Chemicals used to mark stem cells to track their behaviour may be taken up by cells not originally tagged. Credit: T. BURNS

Biologists have overlooked problems with a decades-old technique for marking cells, warn US researchers. They say their findings call into question some studies of adult stem cells. The dispute is part of an ongoing and heated debate within the stem-cell community about whether adult stem cells extracted from one tissue, such as bone marrow, can spawn the cell types of a different tissue, and so be used to repair damage caused by disease.

Cell biologists have long relied on a technique called thymidine labelling, whereby a group of chemicals such as bromodeoxy-uridine (BrdU) are incorporated into the DNA of dividing cells.

In some studies, BrdU is used to mark cells splitting at a particular time, allowing researchers to later examine where those cells migrated and what new cell types they generated. Often, stem cells are extracted from one tissue, marked with BrdU and then transplanted into a second tissue, such as the brain.

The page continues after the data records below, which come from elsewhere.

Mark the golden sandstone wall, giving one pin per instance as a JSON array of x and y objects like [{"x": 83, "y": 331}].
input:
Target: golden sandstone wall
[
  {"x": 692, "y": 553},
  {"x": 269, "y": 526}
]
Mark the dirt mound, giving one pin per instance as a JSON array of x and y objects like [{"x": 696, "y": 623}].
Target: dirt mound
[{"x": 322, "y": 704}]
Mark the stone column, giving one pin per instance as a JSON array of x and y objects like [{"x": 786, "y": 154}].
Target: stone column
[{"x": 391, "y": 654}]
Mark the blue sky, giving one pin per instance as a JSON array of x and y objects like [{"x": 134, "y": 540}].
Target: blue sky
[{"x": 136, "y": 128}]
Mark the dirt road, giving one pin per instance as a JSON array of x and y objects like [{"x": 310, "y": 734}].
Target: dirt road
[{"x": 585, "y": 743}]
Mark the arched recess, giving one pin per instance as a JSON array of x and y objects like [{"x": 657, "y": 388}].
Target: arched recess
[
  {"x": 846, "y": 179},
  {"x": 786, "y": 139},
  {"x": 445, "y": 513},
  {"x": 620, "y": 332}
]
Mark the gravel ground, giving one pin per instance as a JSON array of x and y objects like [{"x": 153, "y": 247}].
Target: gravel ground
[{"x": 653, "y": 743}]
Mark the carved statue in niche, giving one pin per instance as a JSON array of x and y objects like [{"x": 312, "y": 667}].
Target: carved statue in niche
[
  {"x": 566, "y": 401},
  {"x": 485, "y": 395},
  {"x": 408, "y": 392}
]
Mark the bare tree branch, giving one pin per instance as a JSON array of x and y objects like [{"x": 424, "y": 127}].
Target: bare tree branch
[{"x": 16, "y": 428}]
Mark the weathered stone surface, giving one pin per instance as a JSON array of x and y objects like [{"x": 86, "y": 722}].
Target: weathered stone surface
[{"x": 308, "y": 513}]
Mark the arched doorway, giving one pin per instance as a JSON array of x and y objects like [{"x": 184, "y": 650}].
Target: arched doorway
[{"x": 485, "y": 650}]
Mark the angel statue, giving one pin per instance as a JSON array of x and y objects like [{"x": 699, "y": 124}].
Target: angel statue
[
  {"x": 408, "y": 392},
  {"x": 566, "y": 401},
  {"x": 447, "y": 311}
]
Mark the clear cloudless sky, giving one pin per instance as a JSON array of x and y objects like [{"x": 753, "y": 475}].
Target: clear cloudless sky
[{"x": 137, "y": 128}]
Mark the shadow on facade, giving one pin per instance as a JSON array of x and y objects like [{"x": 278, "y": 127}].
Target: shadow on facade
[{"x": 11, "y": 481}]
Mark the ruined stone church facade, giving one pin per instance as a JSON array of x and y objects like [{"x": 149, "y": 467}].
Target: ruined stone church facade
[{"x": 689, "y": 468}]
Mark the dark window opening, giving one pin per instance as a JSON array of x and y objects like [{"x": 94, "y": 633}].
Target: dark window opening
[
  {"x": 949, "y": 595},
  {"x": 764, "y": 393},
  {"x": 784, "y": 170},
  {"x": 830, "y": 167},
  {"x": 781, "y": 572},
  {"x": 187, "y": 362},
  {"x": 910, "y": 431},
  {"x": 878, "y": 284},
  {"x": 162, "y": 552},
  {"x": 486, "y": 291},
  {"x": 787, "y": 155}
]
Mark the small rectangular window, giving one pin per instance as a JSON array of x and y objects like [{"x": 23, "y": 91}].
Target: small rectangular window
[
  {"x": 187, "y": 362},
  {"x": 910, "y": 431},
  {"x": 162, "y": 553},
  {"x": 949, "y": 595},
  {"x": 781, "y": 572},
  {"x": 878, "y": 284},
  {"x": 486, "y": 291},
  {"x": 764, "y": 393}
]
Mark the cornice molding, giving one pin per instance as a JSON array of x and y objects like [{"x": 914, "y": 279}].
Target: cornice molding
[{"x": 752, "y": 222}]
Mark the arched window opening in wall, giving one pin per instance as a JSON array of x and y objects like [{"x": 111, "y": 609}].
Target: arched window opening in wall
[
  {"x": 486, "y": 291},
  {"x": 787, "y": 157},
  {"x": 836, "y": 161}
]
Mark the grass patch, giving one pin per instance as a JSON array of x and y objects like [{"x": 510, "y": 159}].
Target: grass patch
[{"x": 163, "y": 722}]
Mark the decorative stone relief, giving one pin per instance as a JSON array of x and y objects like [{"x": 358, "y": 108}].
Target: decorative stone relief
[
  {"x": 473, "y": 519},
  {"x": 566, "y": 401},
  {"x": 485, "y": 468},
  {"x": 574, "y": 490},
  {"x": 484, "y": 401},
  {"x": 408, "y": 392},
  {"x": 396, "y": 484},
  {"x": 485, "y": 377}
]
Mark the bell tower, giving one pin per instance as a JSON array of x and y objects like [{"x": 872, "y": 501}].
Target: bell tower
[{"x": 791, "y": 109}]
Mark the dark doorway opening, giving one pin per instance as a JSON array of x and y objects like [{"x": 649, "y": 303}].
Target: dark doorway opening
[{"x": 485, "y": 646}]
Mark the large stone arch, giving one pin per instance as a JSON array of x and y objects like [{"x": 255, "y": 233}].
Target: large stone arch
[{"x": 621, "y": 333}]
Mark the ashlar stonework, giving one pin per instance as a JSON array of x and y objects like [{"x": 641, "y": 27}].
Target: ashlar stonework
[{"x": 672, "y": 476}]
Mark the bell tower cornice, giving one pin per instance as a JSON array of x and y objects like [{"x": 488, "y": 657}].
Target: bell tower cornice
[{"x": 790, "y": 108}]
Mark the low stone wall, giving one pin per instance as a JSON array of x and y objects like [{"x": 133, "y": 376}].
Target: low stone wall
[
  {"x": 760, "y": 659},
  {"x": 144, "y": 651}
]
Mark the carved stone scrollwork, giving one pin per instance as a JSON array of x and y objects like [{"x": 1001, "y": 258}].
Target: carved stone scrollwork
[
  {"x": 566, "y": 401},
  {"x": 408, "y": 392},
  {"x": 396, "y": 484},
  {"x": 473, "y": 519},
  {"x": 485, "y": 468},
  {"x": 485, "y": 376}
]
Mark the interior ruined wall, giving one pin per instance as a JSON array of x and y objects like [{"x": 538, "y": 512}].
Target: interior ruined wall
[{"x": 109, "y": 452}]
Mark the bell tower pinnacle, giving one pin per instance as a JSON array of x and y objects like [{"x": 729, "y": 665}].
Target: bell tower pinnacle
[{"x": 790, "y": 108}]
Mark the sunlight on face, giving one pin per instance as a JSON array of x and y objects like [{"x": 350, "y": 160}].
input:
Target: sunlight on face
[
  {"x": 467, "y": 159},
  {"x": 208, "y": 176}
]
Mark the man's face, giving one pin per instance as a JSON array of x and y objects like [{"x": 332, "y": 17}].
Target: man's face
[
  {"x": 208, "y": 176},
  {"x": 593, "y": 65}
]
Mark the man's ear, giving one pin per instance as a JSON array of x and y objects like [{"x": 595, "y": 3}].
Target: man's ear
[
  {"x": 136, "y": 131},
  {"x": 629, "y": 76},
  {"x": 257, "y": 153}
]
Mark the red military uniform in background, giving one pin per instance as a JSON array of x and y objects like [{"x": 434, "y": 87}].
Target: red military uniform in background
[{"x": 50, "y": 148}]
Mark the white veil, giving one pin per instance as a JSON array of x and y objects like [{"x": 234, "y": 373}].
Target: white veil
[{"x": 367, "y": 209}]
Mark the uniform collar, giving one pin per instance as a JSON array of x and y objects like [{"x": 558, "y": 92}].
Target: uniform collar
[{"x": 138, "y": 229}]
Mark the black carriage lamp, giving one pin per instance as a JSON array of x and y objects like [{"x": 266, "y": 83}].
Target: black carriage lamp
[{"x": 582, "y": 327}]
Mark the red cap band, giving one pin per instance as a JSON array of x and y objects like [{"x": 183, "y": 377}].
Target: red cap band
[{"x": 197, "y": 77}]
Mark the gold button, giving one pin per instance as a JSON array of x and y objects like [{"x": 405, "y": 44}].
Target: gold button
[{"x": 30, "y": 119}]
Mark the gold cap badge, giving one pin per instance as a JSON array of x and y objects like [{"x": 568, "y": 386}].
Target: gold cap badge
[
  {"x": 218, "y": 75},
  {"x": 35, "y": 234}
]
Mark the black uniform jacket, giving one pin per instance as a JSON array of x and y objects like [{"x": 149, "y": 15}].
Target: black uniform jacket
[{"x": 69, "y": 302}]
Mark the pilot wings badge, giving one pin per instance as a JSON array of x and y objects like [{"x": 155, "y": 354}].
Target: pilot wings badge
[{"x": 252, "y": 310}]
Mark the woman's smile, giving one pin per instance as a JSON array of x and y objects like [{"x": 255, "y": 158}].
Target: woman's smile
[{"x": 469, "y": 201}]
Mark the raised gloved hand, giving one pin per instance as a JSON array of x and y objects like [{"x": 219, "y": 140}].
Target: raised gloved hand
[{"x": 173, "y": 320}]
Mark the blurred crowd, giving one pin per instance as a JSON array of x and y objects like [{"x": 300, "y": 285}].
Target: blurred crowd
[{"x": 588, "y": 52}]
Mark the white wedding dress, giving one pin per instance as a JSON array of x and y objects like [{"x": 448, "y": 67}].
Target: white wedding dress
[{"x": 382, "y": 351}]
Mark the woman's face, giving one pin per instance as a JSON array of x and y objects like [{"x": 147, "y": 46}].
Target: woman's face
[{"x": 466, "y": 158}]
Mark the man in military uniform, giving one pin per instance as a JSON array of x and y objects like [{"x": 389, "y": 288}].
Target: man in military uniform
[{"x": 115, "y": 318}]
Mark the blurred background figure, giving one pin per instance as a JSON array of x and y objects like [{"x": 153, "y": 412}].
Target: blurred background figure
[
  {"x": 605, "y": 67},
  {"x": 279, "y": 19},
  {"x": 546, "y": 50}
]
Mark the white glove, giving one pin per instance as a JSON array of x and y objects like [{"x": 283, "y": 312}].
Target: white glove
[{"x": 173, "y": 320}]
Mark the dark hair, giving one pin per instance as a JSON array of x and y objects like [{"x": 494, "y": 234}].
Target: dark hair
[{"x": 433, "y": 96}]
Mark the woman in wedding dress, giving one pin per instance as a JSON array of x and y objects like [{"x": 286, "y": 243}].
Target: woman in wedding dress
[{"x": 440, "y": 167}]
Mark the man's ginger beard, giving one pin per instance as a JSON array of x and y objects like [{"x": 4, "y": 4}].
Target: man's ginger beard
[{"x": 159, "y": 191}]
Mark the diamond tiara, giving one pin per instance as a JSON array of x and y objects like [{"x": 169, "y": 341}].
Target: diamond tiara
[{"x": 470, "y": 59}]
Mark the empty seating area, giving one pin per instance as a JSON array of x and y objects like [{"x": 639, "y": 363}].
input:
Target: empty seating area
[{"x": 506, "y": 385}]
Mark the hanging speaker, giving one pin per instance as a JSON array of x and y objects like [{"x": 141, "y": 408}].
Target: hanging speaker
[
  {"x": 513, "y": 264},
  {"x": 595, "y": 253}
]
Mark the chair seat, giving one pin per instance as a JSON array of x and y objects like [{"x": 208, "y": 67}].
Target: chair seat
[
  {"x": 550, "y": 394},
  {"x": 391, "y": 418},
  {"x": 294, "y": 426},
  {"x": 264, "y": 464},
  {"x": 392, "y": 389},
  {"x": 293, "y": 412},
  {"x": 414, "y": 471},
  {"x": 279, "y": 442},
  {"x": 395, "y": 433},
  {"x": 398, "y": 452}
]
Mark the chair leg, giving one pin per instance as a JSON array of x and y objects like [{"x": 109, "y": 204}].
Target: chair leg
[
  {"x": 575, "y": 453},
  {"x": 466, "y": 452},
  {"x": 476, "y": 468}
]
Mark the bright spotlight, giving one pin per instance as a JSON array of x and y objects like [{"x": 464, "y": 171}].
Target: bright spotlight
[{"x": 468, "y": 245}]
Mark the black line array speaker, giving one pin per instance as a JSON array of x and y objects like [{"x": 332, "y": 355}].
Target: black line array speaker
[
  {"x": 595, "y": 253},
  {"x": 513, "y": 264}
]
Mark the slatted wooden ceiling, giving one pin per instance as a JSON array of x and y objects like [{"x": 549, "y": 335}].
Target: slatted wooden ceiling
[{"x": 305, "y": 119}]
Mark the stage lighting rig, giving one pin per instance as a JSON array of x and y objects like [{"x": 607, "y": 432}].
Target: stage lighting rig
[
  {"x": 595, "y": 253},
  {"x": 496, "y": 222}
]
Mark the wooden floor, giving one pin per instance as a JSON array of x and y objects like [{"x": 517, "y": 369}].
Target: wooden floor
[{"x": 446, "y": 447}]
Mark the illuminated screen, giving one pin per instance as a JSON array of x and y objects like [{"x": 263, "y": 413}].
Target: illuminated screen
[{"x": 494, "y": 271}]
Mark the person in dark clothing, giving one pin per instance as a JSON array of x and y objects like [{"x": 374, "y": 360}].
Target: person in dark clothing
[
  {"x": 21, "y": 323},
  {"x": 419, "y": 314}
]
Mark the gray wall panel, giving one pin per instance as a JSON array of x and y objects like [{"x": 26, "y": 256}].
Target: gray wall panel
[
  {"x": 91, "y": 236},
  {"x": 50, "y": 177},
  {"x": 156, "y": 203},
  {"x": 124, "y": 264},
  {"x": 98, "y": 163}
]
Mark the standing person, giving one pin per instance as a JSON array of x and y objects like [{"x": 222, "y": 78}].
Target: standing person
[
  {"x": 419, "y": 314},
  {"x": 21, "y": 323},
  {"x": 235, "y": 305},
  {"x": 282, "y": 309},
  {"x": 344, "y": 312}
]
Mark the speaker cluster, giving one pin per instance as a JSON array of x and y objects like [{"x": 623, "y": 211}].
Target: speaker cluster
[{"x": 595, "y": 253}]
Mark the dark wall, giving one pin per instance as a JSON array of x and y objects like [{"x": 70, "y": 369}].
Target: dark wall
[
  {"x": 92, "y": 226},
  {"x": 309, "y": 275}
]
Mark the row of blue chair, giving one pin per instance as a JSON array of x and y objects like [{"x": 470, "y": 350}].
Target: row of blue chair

Now a team led by Catherine Verfaillie at the University of Minnesota, Minneapolis, is raising a red flag over the method. The group found evidence suggesting that many thymidine-labelled stem cells die after being transplanted into the brains of mice, and then release the chemical, which is taken up by neighbouring cells that are also dividing. This means that cells normally resident in the tissue could become marked and mistaken for transplanted cells.

The results were first published online in December 2005 (T. C. Burns et al. Stem Cells doi:10.1634/stemcells.2005-0463; 2005). “Hopefully, this will serve as a long-overdue wake-up call that will illustrate how misleading thymidine labelling can be,” says Verfaillie.

Certain investigators who have used the method for many years say they already run rigorous control experiments that should avoid potential problems. One method is to transplant dead cells labelled with BrdU and compare the results to those obtained with live cells. Many researchers also use additional techniques to label their transplanted cells, such as green fluorescent protein (GFP), which is thought to be a reliable cell marker.

Even so, some experts say thymidine-labelling is so commonplace that biologists may be blasé about potential pitfalls and skimp on the controls. “It's important to have a caution about these issues,” says neurobiologist Fred Gage at the Salk Institute for Biological Studies in San Diego, California.

Verfaillie says that the problems with BrdU could potentially affect any type of cell. But her study has focused on adult bone-marrow stem cells. Several researchers have reported that certain stem cells extracted from adult bone marrow and transplanted into the brains of mice can transform into new neurons or their supporting glial cells — fuelling the idea that these cells could repair brain disease or damage. Verfaillie says some of these results might be experimental artefacts, and that researchers should double-check their results: “In our hands it's all false positives,” she says.

Cause to question

A study by Donald Phinney at Tulane University, New Orleans, on the properties of bone-marrow stem cells (G. C. Kopen, D. J. Prockop and D. G. Phinney Proc. Natl Acad. Sci. 96, 10711–10716; 1999), is among those questioned in Verfaillie's paper. Phinney counters that since Verfaillie's study, many groups, using different techniques, have independently reported that transplanted bone-marrow stem cells acquire properties of neurons and glial cells, and questions whether the phenomenon Verfaillie's team saw could be unique to their experiments. “I think it'll be controversial and raise the ire of a lot of people,” he says.

There are additional, overlooked hazards of using BrdU, warns neuroscientist Pasko Rakic of Yale University in New Haven, Connecticut. One study from his lab showed that an injury can trigger neurons in the brain to start synthesizing new DNA, and that these cells can also take up the marker even though they are not actually dividing (C.-Y. Kuan et al. J. Neurosci. 24, 10763–10772; 2004). A second study from another lab also suggested that BrdU could boost the ability of bone-marrow stem cells to generate new cell types. This implies that some of the properties previously attributed to the cells may actually have been triggered by the chemical altering gene activity (T. Y. Qu et al. Rest. Neurol. Neurosci. 22, 459–468; 2004).

Such findings highlight the need for a broad rethink about how best to label transplanted cells, says Kenneth Chien, who studies heart stem cells at the University of California, San Diego. Biologists need “a more rigorous tool kit”, he says — a repertoire of cellular markers that can unequivocally distinguish which cells have been transplanted, whether they are alive and precisely what they become.